Mixture Specifications
Asphalts have been classified into a number of different types, which may be simply stated
as:

Asphaltic Concrete: a dense, continuously graded mixture of coarse and


fine aggregates, mineral filler and bitumen produced hot in a mixing plant. It
is delivered, spread and compacted while hot.

Bituminous Macadam: a road with a graded aggregate and bituminous


coating, in which the mechanical interlock of the aggregate particles
contributes significantly to its strength.

Open-graded Asphalt: an asphaltic mix using aggregates containing only


small amounts of fine material and providing a high percentage of air voids.

Stone Mastic Asphalt: a gap-graded wearing course mix with a high


proportion of coarse aggregate content which interlocks to form a stone-on-
stone skeleton to resist permanent deformation. The mix is filled with a
mastic of bitumen and filler.

Tack coat: a thin layer of emulsified or cutback bitumen that bonds a layer of
road to the layer beneath. Current practice is to favour the more modem
bitumen emulsions in place of cutbacks.

Surface treatments: including dressings and coats, involve spraying a


coating of bitumen onto the surface of a wearing course. It can be sprayed as
an emulsion, a cutback or a paving grade bitumen. Either a single or double
coating of fine aggregates or stone chippings is applied. These treatments
are applied to renovate and waterproof old roads that require maintenance.
An example of such a treatment is a fog seal which is a coat of bitumen
emulsion applied to an existing surface to seal cracks as a maintenance
treatment.

Bituminous Slurry Surfacing: an important maintenance treatment for the


surface in which a mixture of fine aggregates and filler and emulsified
bitumen is applied to a structurally sound road surface for minor shape
corrections and to improve skid resistance. It has the advantage that it can be
applied rapidly at a relatively low cost by a truck-mounted mixing plant.

Road Recycling

The techniques of road recycling reclaim the materials used to build roads.
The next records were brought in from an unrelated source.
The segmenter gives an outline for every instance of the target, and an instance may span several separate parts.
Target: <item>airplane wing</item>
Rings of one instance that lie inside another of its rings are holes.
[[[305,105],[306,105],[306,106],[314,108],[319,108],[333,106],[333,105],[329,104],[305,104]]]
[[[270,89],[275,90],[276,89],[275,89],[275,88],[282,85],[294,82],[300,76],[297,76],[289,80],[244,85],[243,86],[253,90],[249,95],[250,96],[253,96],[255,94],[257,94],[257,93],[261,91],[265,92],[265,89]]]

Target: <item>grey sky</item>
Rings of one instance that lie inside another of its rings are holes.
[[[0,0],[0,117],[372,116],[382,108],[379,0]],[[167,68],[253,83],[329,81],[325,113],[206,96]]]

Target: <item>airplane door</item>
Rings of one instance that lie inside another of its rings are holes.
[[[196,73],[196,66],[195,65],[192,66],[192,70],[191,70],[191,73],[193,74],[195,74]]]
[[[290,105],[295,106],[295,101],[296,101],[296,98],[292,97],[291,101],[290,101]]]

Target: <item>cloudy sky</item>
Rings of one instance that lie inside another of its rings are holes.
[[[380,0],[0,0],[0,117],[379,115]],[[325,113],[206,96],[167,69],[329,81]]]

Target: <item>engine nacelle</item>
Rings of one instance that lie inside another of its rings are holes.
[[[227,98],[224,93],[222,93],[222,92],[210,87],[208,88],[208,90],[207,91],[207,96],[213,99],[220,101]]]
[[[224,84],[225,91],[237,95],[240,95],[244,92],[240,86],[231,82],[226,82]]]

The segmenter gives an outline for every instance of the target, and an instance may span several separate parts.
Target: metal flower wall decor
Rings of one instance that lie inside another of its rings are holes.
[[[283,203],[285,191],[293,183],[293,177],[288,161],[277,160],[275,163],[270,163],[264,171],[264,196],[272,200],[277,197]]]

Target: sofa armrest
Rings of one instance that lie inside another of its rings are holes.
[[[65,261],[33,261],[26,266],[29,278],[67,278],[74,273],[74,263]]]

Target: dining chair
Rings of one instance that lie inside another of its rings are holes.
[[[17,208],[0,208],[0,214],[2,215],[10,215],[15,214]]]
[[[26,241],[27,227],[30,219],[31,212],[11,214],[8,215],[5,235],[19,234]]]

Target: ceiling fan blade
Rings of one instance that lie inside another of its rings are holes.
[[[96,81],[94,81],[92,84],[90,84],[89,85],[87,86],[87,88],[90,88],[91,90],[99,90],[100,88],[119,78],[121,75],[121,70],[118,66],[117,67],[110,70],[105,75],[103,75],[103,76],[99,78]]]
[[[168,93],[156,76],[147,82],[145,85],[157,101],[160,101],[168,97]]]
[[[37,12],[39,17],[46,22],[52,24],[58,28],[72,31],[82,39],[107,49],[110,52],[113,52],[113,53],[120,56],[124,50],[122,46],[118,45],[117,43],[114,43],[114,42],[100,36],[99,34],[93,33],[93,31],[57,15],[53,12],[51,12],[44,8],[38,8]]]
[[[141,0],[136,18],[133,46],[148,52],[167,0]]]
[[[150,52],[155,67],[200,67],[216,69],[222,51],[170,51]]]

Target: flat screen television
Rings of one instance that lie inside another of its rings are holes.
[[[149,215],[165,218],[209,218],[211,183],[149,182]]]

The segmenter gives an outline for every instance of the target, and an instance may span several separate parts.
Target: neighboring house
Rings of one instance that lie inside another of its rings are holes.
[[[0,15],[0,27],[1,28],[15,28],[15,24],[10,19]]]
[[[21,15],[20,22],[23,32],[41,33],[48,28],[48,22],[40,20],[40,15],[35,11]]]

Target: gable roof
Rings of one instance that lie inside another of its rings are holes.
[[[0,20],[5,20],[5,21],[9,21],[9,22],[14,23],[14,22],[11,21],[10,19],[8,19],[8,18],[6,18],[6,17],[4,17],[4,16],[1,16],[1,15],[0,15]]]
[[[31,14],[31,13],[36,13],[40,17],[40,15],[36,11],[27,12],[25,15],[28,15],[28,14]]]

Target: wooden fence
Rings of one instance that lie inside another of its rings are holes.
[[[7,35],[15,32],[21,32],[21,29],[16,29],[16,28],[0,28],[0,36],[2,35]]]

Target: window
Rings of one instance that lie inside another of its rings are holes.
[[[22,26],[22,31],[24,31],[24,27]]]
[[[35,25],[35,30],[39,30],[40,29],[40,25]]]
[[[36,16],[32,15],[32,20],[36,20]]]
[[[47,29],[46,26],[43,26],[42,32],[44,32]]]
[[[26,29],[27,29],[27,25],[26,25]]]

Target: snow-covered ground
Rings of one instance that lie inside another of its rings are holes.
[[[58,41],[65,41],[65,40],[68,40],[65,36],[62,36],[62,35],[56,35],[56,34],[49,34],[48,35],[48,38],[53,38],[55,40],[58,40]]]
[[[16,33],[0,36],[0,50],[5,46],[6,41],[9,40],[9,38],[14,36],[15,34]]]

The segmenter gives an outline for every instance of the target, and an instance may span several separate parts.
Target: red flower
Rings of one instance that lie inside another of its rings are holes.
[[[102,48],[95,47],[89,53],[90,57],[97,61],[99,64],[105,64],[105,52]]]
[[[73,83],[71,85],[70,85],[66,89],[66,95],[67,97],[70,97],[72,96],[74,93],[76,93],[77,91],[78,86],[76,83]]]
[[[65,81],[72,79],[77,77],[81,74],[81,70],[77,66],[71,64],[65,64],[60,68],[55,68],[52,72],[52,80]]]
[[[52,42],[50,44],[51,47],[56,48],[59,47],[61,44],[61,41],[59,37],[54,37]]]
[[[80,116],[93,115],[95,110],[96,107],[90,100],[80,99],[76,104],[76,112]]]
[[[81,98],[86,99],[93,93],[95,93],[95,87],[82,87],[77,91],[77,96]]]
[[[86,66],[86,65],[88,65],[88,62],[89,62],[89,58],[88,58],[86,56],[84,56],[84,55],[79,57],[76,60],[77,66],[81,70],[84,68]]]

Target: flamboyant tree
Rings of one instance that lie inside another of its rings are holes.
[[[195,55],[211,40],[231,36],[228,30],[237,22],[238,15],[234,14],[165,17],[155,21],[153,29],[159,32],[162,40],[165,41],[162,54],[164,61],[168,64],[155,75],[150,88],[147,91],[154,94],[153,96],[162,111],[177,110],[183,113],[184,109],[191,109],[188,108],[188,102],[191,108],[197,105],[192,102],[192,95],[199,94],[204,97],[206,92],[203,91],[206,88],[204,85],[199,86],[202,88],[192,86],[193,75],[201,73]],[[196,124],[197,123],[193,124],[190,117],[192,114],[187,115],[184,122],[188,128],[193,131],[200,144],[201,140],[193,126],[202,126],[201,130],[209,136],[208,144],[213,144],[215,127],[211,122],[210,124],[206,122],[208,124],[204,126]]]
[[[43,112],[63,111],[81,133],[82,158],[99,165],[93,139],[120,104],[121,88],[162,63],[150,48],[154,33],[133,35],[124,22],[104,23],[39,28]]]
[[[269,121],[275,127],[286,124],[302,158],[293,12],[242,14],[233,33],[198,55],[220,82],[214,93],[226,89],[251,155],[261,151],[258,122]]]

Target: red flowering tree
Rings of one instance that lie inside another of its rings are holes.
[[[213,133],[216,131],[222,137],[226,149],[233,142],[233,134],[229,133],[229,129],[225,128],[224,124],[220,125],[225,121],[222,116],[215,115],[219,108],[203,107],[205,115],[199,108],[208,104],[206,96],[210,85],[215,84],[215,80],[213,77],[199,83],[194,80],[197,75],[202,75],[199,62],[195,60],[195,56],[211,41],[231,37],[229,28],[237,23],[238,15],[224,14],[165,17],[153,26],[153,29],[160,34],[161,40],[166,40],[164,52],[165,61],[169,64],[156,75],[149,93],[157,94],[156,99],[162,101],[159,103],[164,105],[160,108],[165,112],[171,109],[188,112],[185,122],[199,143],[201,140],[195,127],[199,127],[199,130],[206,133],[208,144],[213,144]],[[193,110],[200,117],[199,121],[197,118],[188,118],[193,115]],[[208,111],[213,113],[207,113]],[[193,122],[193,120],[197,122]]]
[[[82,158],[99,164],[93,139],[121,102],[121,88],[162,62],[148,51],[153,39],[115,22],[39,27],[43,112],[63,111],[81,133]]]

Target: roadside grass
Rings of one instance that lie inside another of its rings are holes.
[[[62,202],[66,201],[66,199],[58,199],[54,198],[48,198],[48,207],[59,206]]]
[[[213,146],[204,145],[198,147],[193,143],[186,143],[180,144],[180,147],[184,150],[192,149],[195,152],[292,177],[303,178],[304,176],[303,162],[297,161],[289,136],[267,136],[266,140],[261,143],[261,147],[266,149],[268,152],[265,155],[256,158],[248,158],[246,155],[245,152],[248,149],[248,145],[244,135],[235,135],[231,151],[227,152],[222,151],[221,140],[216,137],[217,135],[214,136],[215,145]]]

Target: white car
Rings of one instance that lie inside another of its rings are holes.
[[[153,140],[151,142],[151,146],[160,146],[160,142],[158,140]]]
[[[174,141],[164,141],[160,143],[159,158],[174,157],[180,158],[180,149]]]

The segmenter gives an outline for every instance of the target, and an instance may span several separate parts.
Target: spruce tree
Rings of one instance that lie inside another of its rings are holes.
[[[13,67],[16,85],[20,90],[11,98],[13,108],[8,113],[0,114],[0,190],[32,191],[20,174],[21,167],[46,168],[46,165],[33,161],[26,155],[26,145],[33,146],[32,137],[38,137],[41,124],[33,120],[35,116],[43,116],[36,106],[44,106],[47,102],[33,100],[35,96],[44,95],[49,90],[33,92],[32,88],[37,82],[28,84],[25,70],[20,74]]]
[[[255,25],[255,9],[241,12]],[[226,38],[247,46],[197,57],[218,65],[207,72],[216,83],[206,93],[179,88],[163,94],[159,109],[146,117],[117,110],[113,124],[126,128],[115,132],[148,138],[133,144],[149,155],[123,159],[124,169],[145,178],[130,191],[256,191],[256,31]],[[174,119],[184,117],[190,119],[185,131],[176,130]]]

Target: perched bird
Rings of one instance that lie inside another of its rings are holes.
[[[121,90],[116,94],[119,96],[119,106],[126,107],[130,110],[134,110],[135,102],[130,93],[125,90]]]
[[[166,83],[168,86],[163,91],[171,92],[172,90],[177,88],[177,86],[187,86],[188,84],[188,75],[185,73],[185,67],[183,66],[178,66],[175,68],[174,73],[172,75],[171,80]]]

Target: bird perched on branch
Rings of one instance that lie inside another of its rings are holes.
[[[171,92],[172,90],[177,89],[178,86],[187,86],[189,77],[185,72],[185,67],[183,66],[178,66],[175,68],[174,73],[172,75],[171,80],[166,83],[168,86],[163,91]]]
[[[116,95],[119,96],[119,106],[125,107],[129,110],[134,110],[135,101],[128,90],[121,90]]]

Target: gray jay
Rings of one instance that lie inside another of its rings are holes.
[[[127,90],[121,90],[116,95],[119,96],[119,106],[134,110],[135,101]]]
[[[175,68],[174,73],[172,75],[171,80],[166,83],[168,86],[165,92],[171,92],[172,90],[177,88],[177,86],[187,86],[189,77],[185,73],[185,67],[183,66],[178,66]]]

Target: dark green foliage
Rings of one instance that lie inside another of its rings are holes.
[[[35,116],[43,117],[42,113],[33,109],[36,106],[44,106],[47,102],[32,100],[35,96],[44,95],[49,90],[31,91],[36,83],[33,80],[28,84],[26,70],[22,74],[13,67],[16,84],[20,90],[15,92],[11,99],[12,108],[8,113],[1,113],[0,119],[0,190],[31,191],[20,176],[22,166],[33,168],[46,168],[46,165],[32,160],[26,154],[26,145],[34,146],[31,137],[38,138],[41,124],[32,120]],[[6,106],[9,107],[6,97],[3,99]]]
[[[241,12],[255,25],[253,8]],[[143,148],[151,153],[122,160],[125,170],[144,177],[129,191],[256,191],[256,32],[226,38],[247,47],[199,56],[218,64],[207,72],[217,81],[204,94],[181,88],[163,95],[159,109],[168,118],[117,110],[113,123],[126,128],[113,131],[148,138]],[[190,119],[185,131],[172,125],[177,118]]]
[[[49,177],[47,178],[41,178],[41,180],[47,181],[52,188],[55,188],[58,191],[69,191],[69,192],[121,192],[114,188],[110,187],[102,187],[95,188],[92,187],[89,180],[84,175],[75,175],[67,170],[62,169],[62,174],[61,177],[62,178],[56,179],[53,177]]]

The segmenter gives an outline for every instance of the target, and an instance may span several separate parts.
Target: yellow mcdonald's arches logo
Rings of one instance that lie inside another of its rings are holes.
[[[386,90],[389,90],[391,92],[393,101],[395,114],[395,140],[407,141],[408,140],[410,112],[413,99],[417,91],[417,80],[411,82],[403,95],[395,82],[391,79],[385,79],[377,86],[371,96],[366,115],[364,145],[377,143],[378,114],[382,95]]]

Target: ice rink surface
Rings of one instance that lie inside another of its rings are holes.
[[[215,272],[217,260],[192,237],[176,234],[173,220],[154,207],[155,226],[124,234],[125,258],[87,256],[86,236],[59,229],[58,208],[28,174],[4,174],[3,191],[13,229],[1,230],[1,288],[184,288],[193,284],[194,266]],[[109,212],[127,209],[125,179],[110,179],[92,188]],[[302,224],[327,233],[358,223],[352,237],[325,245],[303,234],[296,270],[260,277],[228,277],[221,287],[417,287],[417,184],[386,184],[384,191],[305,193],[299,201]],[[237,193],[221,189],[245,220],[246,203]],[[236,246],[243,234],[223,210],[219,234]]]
They offer benefits
in terms of reduced demands for aggregates and energy. The layers of road surface are
ripped up, crushed and reprocessed with varying proportions of fresh aggregate, new bitumen
or emulsions and, if necessary, a recycling agent. The process may be carried out on site (in
situ), or the reclaimed material can be transported to and from the site to be mixed in a
dedicated, static plant.

Industrial Usage

The use of bitumen in industry accounts for less, than 20% of world bitumen production. It is
nevertheless important to those manufacturers and engineers who rely on its particular
properties as an economical binder and protector. In many parts of the world it is used
extensively to waterproof the roofs of houses, often in the form of shingles which are strips of
felt first impregnated with bitumen and then covered on both sides with harder bitumen and a
coating of mineral granules. A similar construction technique involves sheets of bitumen-
saturated felt laid onto a flat roof with layers of bitumen below, between and above them. In
more complex roofing projects, bitumen is to be found holding in place a protective coating of
chippings on the cantilevered roof of a sports stadium. By contrast, bitumen is also used in
dampproofing and floor composition tiles.
Other materials, particularly felts and papers, are impregnated with bitumen to improve their
performance as regards insulation. Packaging papers, printing inks, linoleum, sound
deadening felts hidden inside car bodies and the undersealing compounds beneath them,
electrical insulating compounds and battery boxes are some of the hundreds of industrial and
domestic products likely to contain bitumen.